喉から出かかった言葉をなんとか飲み込んだ。

またそれを訊いてどうするのか、と。

私を一体どうするつもりだったのか、なんて言えるわけない。


「…出て行くなんて言わないでくれ」


「…」


「お前には…ここに居てほしいんだ。よく喋って、よく笑って…それを見る度に俺は和んでいるんだ。だから…」


「私の気持ちはどうなるの?何も考えず笑っていろってこと?」


震える声に黎は澪の細い手首を掴んで首を振った。


「違う。

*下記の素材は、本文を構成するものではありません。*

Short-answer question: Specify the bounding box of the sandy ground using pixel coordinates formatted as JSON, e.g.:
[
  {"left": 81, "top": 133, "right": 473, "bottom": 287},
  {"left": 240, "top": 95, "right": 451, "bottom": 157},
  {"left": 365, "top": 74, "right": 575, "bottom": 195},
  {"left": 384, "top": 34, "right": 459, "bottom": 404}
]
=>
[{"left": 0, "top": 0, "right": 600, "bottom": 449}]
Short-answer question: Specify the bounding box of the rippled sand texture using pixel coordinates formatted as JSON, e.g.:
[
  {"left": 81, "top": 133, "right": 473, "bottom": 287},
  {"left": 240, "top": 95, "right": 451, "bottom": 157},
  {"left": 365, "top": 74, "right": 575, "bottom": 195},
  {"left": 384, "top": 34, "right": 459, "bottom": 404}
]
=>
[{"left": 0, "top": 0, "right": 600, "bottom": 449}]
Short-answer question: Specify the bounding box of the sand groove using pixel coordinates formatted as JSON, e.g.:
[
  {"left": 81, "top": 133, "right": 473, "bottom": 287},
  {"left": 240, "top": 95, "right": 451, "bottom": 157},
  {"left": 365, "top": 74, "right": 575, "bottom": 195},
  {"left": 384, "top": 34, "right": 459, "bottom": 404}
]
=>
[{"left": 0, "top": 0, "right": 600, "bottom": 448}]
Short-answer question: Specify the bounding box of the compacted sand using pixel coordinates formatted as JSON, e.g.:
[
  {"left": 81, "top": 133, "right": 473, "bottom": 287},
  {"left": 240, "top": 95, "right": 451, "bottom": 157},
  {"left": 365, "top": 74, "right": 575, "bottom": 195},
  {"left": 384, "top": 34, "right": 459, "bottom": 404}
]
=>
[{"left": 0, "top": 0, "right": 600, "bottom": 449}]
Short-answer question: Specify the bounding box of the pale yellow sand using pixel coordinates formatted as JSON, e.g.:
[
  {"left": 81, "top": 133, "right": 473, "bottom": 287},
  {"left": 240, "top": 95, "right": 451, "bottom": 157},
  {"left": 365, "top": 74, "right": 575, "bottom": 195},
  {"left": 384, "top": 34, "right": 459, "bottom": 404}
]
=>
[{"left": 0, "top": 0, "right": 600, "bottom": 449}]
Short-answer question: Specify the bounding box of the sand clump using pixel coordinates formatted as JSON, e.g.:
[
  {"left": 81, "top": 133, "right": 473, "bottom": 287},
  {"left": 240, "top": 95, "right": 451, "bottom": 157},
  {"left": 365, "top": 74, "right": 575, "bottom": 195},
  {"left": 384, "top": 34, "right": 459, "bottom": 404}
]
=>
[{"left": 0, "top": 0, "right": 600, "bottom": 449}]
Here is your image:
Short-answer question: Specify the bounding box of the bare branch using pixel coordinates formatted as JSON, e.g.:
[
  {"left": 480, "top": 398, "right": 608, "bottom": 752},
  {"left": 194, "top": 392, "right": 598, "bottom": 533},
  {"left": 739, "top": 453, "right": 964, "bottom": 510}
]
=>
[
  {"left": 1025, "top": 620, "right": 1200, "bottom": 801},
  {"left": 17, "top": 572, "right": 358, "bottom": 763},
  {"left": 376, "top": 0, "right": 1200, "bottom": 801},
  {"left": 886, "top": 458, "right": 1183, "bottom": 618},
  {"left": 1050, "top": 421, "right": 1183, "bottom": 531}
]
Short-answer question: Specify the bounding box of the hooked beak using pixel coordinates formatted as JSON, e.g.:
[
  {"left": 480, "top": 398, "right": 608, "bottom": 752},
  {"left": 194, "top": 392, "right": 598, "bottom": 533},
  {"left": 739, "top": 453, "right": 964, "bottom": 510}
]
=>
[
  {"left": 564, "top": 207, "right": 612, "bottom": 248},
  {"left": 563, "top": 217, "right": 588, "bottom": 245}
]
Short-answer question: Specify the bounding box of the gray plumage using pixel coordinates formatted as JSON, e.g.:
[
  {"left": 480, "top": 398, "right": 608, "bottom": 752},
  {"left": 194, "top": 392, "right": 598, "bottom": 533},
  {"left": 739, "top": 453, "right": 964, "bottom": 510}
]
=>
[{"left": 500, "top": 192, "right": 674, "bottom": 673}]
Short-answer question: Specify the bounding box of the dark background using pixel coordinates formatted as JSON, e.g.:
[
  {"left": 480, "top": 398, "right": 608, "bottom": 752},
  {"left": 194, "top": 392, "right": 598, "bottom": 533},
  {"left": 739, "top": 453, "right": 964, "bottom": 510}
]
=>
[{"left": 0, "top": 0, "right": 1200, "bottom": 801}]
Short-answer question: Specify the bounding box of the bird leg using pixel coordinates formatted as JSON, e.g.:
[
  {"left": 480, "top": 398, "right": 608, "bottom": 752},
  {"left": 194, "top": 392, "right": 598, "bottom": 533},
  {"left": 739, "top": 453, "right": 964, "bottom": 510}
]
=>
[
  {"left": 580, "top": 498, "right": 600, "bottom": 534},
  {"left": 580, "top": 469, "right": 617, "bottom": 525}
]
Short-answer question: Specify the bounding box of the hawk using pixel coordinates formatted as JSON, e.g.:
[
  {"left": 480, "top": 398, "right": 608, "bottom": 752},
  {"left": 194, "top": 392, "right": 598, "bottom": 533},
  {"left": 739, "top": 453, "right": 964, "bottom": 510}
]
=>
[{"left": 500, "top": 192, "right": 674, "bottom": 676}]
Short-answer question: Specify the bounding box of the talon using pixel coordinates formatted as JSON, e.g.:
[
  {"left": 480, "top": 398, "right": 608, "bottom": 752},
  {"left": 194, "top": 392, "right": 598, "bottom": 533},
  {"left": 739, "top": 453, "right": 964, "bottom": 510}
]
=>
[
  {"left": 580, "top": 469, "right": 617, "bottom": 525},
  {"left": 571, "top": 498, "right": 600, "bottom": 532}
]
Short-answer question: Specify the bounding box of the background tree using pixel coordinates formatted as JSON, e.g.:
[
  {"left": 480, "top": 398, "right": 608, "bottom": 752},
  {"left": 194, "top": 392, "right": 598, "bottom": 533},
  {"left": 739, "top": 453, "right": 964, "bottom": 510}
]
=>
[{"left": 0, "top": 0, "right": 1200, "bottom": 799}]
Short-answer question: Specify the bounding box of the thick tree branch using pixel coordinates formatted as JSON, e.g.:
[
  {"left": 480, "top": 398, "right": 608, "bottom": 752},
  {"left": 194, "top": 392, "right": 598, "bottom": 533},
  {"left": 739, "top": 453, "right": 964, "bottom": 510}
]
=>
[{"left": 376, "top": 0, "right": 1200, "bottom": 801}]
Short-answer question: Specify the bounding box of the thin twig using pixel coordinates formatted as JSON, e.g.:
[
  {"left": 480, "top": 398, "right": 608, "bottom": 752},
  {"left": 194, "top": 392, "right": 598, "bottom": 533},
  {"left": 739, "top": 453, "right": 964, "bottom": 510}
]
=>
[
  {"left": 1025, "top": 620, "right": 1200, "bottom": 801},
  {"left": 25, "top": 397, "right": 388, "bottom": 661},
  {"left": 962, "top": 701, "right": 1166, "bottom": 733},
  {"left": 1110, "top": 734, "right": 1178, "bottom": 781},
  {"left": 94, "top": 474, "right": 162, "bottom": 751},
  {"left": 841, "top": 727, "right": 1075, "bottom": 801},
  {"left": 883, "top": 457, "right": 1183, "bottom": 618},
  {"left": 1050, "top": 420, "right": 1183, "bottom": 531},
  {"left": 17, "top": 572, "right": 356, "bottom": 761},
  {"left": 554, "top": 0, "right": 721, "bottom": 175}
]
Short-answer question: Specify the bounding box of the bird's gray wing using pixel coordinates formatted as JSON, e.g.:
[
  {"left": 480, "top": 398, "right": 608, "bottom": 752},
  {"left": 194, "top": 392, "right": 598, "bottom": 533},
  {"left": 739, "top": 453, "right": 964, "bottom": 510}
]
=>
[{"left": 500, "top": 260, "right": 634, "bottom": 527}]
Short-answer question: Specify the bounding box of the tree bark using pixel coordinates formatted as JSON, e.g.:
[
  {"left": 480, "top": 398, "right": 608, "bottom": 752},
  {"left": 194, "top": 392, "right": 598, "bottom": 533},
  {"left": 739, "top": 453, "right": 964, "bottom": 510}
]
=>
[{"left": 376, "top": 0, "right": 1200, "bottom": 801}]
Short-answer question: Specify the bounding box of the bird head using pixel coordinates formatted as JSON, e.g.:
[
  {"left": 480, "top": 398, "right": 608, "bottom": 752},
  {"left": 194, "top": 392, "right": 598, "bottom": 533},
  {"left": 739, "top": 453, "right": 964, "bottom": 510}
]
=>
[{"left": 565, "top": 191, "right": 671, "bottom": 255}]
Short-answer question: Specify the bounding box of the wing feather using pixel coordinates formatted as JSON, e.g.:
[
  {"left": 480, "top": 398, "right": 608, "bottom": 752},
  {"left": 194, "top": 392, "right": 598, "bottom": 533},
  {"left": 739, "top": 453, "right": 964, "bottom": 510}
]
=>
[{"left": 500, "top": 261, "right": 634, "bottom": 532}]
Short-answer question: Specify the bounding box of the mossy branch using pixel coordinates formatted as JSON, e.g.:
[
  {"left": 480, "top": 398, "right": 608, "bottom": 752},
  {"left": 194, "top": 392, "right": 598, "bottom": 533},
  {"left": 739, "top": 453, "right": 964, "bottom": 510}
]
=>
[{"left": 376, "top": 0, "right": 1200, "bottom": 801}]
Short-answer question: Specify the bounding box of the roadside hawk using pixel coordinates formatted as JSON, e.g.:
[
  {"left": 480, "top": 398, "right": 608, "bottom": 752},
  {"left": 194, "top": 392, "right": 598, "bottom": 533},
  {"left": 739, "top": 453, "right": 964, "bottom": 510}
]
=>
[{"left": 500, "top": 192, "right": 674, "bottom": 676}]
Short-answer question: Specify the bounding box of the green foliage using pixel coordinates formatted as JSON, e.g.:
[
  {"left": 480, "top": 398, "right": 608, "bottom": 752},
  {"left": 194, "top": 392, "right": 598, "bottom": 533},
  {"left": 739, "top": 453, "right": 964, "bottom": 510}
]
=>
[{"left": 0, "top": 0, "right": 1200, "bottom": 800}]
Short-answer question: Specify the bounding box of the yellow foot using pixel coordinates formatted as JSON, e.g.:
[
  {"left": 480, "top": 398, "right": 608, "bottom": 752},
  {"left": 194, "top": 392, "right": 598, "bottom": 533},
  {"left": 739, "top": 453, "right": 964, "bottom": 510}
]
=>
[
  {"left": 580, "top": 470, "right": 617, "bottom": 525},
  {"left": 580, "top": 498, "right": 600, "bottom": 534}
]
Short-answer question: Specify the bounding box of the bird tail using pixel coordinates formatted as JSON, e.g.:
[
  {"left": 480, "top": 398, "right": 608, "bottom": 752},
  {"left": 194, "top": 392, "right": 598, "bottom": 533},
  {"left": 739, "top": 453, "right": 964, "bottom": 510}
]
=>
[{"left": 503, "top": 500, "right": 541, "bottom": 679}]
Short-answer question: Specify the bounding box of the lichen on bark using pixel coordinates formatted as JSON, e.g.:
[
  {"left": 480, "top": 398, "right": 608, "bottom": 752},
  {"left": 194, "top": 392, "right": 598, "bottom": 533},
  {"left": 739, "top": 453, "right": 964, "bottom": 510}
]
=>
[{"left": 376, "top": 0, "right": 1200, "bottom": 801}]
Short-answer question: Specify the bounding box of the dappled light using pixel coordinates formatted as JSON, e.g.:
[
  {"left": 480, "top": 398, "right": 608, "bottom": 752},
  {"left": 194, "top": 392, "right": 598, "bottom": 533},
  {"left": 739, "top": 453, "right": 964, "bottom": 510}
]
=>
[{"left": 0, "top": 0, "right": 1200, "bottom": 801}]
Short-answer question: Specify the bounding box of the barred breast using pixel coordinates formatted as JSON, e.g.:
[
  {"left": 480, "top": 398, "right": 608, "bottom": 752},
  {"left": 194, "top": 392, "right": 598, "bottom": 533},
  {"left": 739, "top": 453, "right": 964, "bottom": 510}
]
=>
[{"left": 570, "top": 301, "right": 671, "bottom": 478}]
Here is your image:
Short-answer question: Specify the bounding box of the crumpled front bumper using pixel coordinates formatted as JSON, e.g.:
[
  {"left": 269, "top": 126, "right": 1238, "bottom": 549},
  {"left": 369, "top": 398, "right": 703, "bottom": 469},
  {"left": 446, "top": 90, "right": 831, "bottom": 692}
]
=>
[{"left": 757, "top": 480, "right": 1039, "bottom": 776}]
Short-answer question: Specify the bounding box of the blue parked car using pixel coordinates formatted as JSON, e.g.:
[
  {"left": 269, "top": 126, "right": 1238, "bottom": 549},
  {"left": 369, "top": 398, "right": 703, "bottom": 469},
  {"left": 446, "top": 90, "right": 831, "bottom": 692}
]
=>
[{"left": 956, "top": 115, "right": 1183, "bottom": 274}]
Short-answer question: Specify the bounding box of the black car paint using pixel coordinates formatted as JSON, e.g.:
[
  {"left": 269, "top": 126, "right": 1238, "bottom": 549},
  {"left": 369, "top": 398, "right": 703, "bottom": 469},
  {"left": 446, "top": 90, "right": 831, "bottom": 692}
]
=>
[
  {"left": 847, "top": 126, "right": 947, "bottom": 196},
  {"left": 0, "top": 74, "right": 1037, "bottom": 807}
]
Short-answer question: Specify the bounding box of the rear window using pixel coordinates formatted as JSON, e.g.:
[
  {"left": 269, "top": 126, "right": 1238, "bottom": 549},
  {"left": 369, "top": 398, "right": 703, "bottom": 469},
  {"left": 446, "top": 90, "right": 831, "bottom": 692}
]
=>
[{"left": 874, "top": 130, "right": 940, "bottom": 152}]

お前が憂いている訳を知りたい。目を真っ赤にするほど痛めつけられている理由を…」


澪がふと顔を上げた。

そのまま見つめ合っていると、みるみる大きな目に涙が浮かんで――小さな手が頬に伸びて、触れてきた。


「黎さんって…こんな顔してたんだね」


「…澪」


「綺麗な顔してるね。ふうん…こんな顔だったんだ…」


あの仮面の下にはこんな顔があったんだね。


――そう言いたいのを堪えて無理に笑うとそれが歪んでしまってたまらず手を離すと…

黎はその手を掴んで――澪を抱きしめた。


「…泣くな」


「お別れの時位…泣いてもいいでしょ?」


「別れなんて来ない。俺が…許さない」


「ふふっ、黎さんの我が儘」


抱きしめられていると、安心した。


ただこの手は――自分だけのものではない。

この男を独り占めには決してできない。


「神羅さんに知られたら怒られちゃうから…離して、黎さん」


「…離さない」


「やめて…乱さないで…!」


「嫌だ」


何が何でも離さないという思いを込めて、澪をさらに強く抱きしめた。